The output unit 5 outputs either the biometric information acquired by the acquisition unit 22 or the biometric information stored in the storage unit 4 to an external device. The output unit 5 is an agent that performs the output step ST3 (see FIG. 7). That is to say, the output unit 5 outputs (i.e., the output step ST3 includes outputting) the results of calculation made by the acquisition unit 22 (in the acquisition step ST2). The output unit 5 may, for example, output the biometric information to a mobile communications device (such as a smartphone, a tablet computer, or a personal computer) by establishing wireless or wired communication with the mobile communications device. Alternatively, the output unit 5 may also have the biometric information displayed on, for example, a display device (such as a liquid crystal display or an organic electroluminescent (EL) display) provided for the measuring apparatus 10. Still alternatively, the output unit 5 may also have the biometric information emitted as a voice message from a loudspeaker provided for the measuring apparatus 10.

Operation

Next, an exemplary operation of the biometric information acquisition system 100 according to this embodiment, i.e., an exemplary procedure of a series of processing steps of the biometric information acquisition method, will be described with reference to FIG. 7. In the following description, the pair of electrodes 3 are supposed to have already been attached to the human being’s (organism’s A1) muscle A11. First, the application unit 21 applies the electrical signal Sig1 to the muscle A11 via the pair of electrodes 3 (in S1). The processing step S1 corresponds to the application step ST1.

Next, the acquisition unit 22 performs the following processing steps S2-S4 corresponding to the acquisition step ST2. Specifically, the acquisition unit 22 measures a value (e.g., a phase angle θ1 in this example) concerning the impedance Z1 of the electrical signal Sig1 applied to the muscle A11 (in S2). Then, the acquisition unit 22 calculates and acquires, based on the phase angle θ1 of the impedance Z1 of the electrical signal Sig1, the change rate D1 of the phase angle θ1 of the impedance Z1 (in S3). Subsequently, the acquisition unit 22 calculates and acquires, based on the change rate D1 of the phase angle θ1 of the impedance Z1, biometric information such as the activation rate P1 of the muscle A11 (in S4).
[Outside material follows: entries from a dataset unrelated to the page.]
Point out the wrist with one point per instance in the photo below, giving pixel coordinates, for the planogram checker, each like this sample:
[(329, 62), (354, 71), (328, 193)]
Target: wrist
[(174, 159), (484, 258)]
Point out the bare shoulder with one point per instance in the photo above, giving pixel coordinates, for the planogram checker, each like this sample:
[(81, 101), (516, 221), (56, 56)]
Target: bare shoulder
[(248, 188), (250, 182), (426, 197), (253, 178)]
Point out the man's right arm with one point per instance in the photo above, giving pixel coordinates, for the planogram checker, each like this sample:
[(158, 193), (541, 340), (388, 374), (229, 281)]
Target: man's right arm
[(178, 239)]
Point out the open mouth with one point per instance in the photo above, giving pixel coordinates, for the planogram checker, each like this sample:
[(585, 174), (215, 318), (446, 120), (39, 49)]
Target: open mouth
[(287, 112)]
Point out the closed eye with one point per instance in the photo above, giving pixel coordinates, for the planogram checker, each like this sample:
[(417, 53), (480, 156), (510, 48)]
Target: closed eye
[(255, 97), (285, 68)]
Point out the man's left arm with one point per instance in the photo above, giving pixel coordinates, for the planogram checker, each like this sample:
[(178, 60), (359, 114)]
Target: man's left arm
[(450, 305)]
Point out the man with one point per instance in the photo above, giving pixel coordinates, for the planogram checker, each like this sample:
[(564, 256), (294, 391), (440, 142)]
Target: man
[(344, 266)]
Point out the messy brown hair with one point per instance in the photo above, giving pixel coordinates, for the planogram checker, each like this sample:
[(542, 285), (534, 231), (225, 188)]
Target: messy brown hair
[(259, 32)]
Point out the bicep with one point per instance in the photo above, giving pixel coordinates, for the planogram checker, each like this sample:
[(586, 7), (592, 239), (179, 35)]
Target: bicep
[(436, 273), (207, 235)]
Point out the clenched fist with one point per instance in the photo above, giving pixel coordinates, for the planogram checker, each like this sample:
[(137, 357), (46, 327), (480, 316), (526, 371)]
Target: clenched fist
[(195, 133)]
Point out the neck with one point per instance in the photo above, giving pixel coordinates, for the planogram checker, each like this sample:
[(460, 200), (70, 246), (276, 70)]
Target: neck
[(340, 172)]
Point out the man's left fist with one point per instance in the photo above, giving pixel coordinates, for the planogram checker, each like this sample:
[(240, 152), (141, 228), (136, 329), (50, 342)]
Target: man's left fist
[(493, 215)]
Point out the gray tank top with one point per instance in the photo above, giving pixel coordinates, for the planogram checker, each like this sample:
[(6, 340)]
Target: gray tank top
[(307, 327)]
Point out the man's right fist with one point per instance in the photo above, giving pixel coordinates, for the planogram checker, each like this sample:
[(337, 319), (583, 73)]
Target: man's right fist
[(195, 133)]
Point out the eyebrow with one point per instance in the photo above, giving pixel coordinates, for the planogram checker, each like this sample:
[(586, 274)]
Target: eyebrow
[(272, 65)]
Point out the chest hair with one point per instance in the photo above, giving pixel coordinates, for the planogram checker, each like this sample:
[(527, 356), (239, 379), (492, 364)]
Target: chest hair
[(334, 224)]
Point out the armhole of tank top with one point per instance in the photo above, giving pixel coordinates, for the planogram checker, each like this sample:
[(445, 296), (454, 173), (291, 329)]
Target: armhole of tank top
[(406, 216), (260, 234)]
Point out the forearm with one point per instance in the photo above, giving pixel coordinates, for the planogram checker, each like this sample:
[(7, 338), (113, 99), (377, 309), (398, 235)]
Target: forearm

Thereafter, the output unit 5 outputs the results of calculation made by the acquisition unit 22, i.e., outputs the biometric information (in S5). The processing step S5 corresponds to the output step ST3. The output unit 5 may output the biometric information either at regular intervals or in response to the request of the user of the biometric information acquisition system 100, whichever is appropriate. Note that the biometric information acquired by the acquisition unit 22 is stored in the storage unit 4 as well.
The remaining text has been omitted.